Friday, April 18, 2014

The Berenstain Bears- Gender Roles-Mama Bear


The type of criticism that I am most interested in within the context of children’s literature is gender criticism. More specifically, criticism of gender/sex role stereotypes found in literature.  An article by Lisa Rowe Fraustino in our week three Electronic Reserve Readings, titled The Berenstain bears and the reproduction of mothering discusses this type of criticism. I find this very interesting because I grew up reading The Berenstain Bears. 
This article really opened my eyes to the gender stereotypes that are present in my all-time favorite series of children’s books, The Berenstain Bears.According to Fraustino: “These sex role stereotypes and the plots they play have contributed to ‘the reproduction of mothering’ in the next generation at a rate Nancy Chodorow might have found unimaginable when she coined the phrase in her seminal 1978 text”(2007). 
Fraustino goes on to say that, “Women who repeatedly write, illustrate, publish, sell, buy, teach, and read picture books that depict stereotypical gender patterns, to borrow Chodorow's words, ‘contribute to the perpetuation of their own social roles and position in the hierarchy of gender’”(2007). Fraustino concludes her article with these statements: “Parents listen to Mama and Papa” and “perhaps literary critics should, too, the better to influence the ever-ready Berenstains” (2007).

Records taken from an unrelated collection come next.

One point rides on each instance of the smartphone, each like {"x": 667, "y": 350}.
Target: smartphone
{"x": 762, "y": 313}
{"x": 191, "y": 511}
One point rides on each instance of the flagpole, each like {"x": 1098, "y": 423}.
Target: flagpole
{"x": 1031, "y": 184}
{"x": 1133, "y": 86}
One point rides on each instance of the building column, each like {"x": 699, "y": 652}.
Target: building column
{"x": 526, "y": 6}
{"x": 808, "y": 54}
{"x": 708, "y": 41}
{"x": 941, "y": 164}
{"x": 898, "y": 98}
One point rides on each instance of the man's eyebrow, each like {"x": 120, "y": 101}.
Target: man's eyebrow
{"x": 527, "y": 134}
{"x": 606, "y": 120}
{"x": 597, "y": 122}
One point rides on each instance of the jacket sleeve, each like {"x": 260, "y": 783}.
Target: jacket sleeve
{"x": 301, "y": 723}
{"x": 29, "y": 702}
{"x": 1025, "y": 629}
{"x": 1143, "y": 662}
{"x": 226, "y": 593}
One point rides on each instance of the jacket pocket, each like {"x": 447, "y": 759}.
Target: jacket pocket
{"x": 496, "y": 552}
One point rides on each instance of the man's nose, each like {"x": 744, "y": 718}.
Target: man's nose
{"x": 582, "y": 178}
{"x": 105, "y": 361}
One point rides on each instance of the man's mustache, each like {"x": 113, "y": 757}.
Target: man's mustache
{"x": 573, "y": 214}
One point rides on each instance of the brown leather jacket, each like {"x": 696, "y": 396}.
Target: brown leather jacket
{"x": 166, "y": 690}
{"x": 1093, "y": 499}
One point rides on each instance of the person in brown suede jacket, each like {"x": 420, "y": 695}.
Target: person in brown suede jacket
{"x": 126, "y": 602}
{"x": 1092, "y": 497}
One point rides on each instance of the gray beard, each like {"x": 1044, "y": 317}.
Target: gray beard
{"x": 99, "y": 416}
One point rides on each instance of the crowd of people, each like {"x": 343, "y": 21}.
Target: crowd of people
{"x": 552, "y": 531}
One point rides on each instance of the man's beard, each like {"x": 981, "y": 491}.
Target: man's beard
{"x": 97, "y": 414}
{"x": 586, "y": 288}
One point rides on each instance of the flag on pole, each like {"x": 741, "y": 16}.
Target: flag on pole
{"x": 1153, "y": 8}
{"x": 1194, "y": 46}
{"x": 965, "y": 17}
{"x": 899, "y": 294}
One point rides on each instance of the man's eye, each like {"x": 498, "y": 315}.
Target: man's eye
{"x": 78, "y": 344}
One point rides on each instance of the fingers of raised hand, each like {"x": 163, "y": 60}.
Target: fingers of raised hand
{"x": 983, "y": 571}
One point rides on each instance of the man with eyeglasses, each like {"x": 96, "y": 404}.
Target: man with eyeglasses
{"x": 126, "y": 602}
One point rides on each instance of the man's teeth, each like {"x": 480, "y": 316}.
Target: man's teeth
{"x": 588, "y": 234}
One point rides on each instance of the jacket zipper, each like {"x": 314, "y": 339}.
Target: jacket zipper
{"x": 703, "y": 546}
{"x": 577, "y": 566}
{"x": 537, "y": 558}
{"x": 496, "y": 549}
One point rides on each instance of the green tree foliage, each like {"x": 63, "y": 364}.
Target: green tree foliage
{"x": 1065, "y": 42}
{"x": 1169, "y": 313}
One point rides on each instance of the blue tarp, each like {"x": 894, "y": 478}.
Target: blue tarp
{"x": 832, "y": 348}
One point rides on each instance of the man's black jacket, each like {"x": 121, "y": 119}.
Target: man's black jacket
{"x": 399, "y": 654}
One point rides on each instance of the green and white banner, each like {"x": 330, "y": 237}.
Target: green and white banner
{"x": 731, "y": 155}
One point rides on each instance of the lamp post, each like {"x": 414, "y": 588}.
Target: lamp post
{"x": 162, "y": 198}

This has made me think about why I am, the way that I am. Ever since I was young kid, I’ve felt that its’ my job to keep everything neat and tidy around the house.  No lie, when I would go over to my friends’ house I would clean and organize their playrooms. I remember their moms’ surprised facial expressions, when they would come up to check on us. I also remember asking my mom for my own personal vacuum cleaner to keep my bedroom’s floor spic and span at all times. She bought me a portable one and I was way too excited about a vacuum cleaner, for a kid.

Did Mama Bear brainwash me into thinking that its’ my duty to keep a clean and tidy home? Or, is the saying "a clean home is a happy home" true?